CP’s CEO Hunter Harrison has long advocated for mergers to help alleviate a massive rail bottleneck in Chicago.
His initial bid in November was for a 50-50 stock-and-cash bid that valued Norfolk Southern at about US$28 billion at the time of the offer and would have given Norfolk shareholders 41% ownership in the new company.
The first overtures were quickly rebuffed.
CP revised the offer to give Norfolk Southern’s shareholders a 47% stake in the combined company, arguing the pitch was more attractive because it would give them more upside potential.
The second proposal was quickly rejected and CP has come back with yet another offer.
The latest pitch adds a contingent-value right that gives Norfolk Southern investors as much as an extra US$25 per share.
A hostile takeover battle could be in the works if a deal can’t be cordially agreed upon by CP and Norfolk Southern’s board and management.
Some analysts are concerned the U.S. Surface Transportation Board won’t approve the deal. CP says the merger could get past regulatory hurdles because shippers would have access to competitive routes and other rail carriers. CP also says it would allow customers the choice of where to connect with a competing railroad along the routes.
CP believes the merger would create operating synergies of at least $1.8 billion.
Is this the time to buy CP?
The stock has fallen 22% in 2015 as investors worry about the slowing Canadian economy and the effects of the rout in the oil market.

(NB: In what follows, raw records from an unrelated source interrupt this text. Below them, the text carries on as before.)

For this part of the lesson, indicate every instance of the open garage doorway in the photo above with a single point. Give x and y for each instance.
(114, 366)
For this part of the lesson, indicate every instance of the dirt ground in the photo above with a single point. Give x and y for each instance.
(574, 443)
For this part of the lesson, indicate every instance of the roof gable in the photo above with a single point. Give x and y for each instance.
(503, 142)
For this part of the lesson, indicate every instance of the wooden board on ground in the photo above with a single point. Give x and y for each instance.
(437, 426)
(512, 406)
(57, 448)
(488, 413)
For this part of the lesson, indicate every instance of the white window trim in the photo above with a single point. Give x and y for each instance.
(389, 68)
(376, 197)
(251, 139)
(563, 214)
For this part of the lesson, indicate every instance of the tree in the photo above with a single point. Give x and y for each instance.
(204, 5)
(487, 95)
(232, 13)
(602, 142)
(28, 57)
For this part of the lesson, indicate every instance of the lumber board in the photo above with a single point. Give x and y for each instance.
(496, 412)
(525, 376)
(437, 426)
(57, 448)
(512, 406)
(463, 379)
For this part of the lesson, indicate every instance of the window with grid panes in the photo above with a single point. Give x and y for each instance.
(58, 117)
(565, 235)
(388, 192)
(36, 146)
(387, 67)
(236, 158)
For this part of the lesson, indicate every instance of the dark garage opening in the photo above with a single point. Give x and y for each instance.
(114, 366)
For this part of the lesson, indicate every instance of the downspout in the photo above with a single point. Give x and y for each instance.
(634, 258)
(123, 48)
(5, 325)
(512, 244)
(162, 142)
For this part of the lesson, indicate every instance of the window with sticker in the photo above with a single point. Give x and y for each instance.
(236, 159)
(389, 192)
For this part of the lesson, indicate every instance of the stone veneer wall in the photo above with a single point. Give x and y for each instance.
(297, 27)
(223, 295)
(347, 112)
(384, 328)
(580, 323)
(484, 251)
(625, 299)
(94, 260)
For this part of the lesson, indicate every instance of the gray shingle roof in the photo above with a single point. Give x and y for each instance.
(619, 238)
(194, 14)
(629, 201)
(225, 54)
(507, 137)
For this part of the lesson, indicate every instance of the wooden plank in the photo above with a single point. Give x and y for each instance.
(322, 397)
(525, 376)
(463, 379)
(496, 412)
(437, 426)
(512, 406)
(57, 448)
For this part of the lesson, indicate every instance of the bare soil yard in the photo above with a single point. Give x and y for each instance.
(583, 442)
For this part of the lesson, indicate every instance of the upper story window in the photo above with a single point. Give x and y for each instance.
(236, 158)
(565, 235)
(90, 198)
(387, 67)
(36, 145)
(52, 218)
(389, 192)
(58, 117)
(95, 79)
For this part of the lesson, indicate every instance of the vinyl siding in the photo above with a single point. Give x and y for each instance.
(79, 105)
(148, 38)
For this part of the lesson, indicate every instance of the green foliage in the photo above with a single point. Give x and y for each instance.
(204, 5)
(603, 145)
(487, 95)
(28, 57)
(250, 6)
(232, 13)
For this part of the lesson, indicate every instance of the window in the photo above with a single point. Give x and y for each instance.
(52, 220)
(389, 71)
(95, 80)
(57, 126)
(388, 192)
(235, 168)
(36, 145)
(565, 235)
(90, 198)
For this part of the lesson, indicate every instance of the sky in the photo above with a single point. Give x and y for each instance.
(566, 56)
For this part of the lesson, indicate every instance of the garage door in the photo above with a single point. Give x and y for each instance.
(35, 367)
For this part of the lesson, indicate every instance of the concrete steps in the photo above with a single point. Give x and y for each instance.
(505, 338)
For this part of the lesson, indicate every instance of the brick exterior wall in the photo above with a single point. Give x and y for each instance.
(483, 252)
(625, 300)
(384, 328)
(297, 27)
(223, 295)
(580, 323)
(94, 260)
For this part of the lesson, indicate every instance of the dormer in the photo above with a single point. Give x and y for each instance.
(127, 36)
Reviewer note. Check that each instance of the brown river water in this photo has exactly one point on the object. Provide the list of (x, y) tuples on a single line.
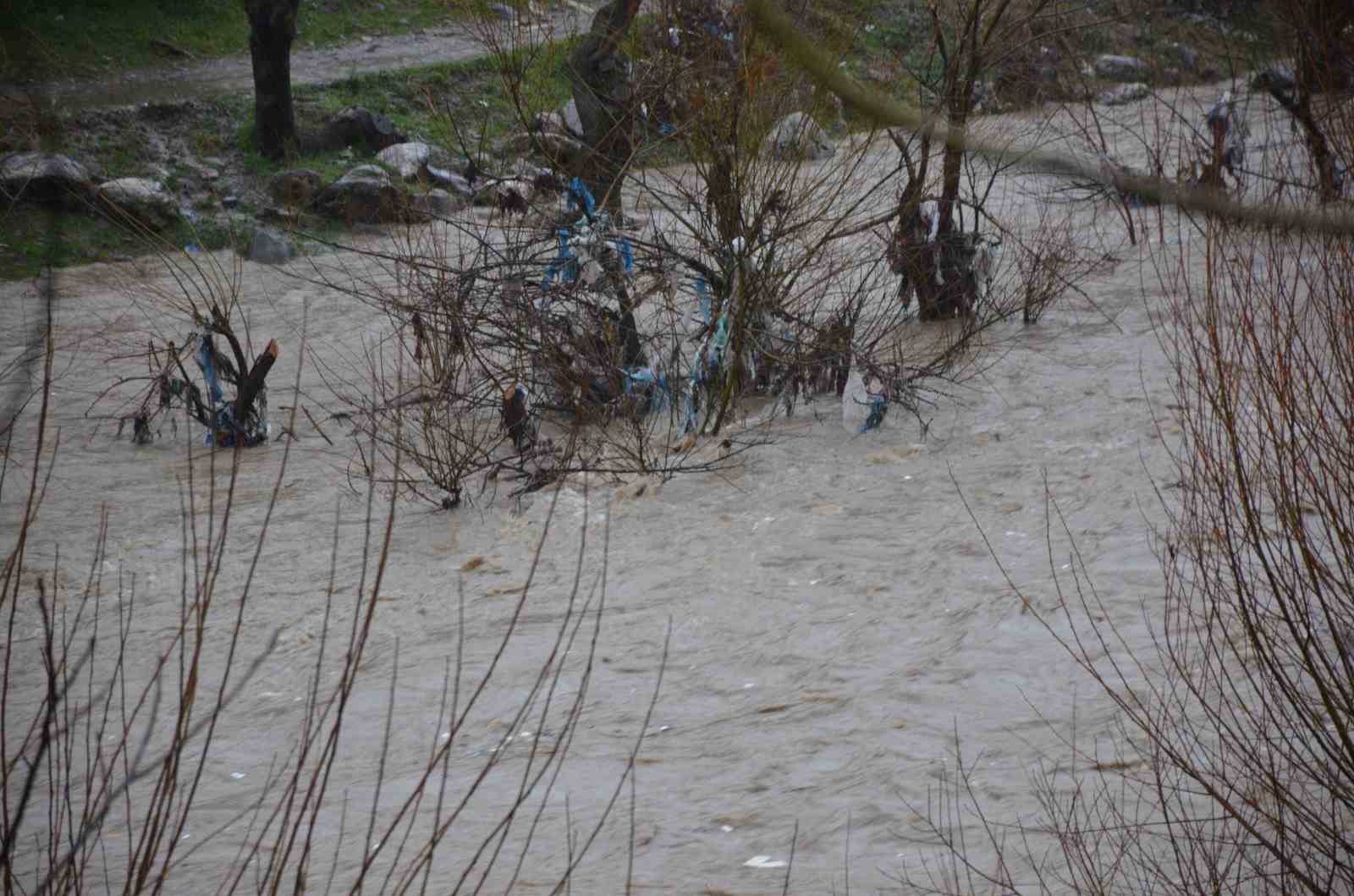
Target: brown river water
[(833, 613)]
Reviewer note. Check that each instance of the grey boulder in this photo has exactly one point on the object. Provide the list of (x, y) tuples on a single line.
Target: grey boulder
[(438, 203), (44, 176), (798, 135), (270, 246), (412, 160), (1120, 68), (363, 195), (295, 189), (141, 198)]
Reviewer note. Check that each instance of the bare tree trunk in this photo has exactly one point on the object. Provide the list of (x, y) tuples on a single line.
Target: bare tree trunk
[(600, 80), (272, 26)]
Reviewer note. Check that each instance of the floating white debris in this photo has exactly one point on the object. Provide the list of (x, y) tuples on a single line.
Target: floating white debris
[(764, 861)]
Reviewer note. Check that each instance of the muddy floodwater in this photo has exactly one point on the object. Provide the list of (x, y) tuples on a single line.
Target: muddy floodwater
[(833, 612)]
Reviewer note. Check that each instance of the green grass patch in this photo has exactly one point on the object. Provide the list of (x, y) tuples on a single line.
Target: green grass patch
[(87, 38), (444, 104)]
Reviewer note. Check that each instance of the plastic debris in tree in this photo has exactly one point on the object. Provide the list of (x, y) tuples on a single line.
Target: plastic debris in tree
[(223, 428), (861, 409)]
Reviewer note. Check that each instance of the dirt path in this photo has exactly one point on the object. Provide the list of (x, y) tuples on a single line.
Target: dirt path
[(234, 74)]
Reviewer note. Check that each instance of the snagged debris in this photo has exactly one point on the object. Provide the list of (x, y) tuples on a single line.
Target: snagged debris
[(764, 861)]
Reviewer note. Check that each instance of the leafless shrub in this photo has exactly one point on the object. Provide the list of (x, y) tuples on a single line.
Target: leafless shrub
[(108, 737)]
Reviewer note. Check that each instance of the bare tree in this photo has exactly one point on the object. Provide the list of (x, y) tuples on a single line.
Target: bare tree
[(272, 27)]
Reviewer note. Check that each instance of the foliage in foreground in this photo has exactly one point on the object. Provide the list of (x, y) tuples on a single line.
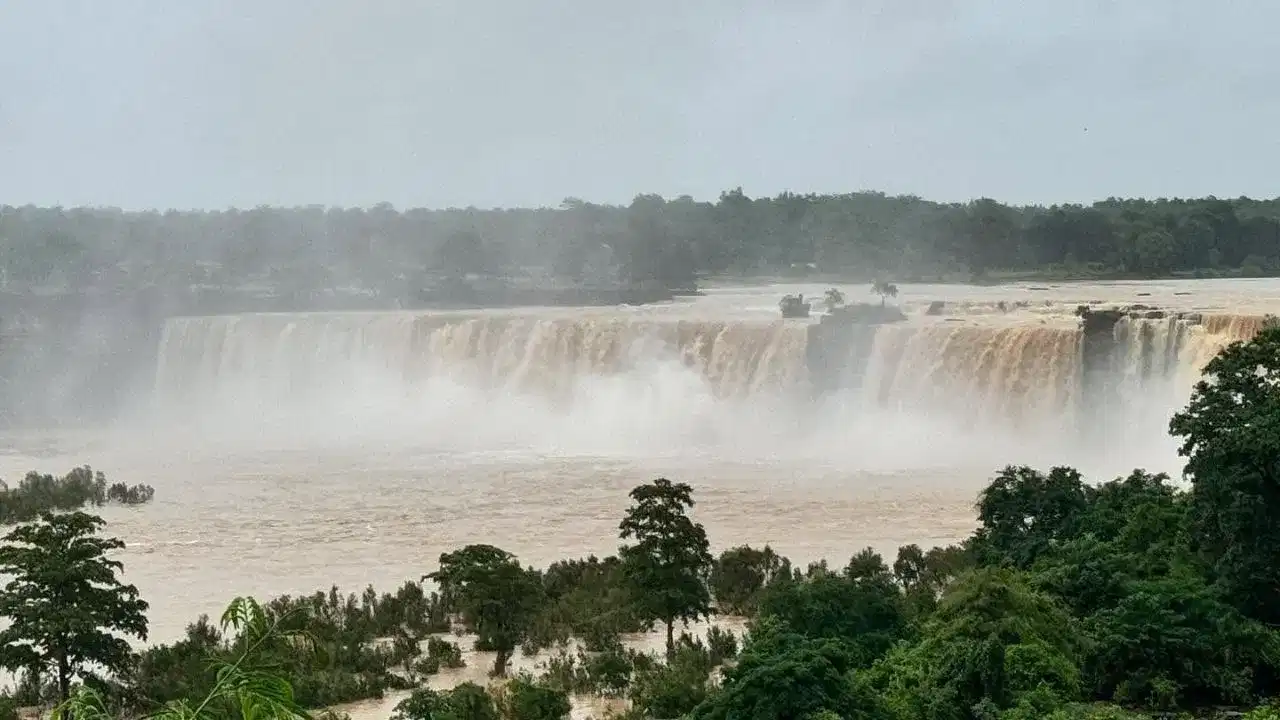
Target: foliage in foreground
[(1070, 601)]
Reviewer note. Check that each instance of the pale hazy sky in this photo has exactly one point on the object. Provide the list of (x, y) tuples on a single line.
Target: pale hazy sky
[(215, 103)]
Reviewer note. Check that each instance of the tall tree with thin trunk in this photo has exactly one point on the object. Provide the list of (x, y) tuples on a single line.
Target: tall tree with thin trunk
[(65, 606), (670, 560)]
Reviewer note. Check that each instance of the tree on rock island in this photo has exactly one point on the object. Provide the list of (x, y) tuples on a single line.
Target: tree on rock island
[(1230, 433), (666, 569), (497, 598), (64, 604)]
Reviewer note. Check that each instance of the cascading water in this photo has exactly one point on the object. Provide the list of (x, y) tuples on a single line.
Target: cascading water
[(560, 377)]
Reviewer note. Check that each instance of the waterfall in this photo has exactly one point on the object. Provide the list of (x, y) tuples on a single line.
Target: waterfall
[(676, 376)]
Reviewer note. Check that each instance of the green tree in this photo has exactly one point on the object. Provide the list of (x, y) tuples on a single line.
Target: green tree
[(1022, 513), (991, 641), (246, 687), (883, 290), (497, 597), (65, 605), (525, 700), (667, 565), (1230, 436), (740, 574)]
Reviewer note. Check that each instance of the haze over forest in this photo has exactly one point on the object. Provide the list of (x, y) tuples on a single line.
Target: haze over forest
[(164, 105)]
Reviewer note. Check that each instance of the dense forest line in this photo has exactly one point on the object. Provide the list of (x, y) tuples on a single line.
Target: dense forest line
[(652, 241), (1138, 597)]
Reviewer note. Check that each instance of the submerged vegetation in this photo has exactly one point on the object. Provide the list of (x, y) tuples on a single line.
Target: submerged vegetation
[(1137, 597), (39, 493)]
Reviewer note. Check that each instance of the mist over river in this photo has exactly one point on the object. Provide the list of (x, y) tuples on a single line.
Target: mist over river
[(295, 451)]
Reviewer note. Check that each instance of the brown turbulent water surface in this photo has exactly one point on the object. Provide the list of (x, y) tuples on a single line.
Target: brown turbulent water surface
[(291, 452)]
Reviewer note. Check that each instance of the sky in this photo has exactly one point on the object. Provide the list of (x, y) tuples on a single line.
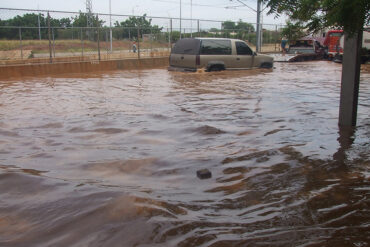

CP appears determined to push ahead with a takeover of Norfolk Southern, and the battle could end up being long and drawn out. Harrison even said, “If this is going to be a street fight, so be it,” when speaking on a December 16 conference call.
The stock is a strong long-term pick and certainly more attractive at $174 per share today than it was in April at $240, but investors might want to take a wait-and-see approach at the moment as the fight for Norfolk Southern could prove be a distraction at a time when the industry is facing some strong headwinds. Calling a bottom at this point is risky.